NY exec fearful of adding jobs

If City Hall wants to bring down the Big Apple’s 8.5 percent unemployment rate, it’s going to have to convince small-business owners like Alan Bain the new jobs he wants to create won’t cost him money.

Bain owns World-Wide Business Centres in Midtown and would like to hire two full-time employees — an entry-level worker and a high-level marketer — but feels the added payroll could result in lower profits because of costs.

“If the question is, would I like to hire, the answer is yes,” Bain told The Post. “But am I going to hire? That’s a different matter.”

The small-business owner with a payroll of 20 said his utility bills are up roughly 20 percent in the past five years and that real-estate taxes have shot up by as much as 30 percent in the same period.
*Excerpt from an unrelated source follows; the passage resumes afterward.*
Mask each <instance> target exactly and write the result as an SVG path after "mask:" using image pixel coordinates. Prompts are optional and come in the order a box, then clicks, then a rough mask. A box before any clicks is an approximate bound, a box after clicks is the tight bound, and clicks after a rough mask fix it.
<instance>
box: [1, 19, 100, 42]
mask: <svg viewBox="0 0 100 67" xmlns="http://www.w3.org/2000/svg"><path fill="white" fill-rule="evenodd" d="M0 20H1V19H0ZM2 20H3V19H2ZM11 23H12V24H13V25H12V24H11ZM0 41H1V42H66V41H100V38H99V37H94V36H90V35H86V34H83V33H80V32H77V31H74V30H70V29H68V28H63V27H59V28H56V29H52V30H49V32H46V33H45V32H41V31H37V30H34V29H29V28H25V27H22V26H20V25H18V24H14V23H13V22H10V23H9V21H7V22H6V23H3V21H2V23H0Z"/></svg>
“Employers are very gun-shy about taking on fixed obligations,” he said. “That is why temporary employment has taken off. Employers don’t have to make the same commitments to part-time employees.”

His company provides office suites and facilities to small businesses.

Bain said he’s busy today but he has decided to work his current staff harder instead of adding jobs.

The executive is not alone. A recent Capital One survey of small-business owners in Gotham found only 27 percent had plans to hire within six months. That’s just a tad better than 12 months earlier, and worse than in 2011, when nearly one in three said they had plans to hire.

While there are signs of some improvement in the local and national economies (US unemployment has fallen to 7 percent and the markets hit record highs last year), small businesses like Bain’s 46-year-old firm still stop shy of pulling the trigger when it comes to hiring.

It might help explain why New York City’s seasonally adjusted unemployment rate stood at 8.5 percent in November. That’s down from nearly 9 percent a year ago, but still a lot higher than the US rate.

Philip Noftsinger, president of CBIZ Payroll, a nationwide provider of payroll services, said his small-business clients in New York complain about local red tape and the high cost of doing business.

Lorenzo Vascotto, managing partner at VVA Project Managers and Consultants, a 30-person real-estate consulting business with offices in New York, said his customers are looking for more advice and more professional time — but these same customers don’t want to pay more for it.

This is hurting the company’s profit margins, he said, and keeps him from hiring.

“Before, if we had to carry a few people it didn’t matter — now it does,” Bain added. “We are making investments into the future by opening new offices, but we are being cautious about this.”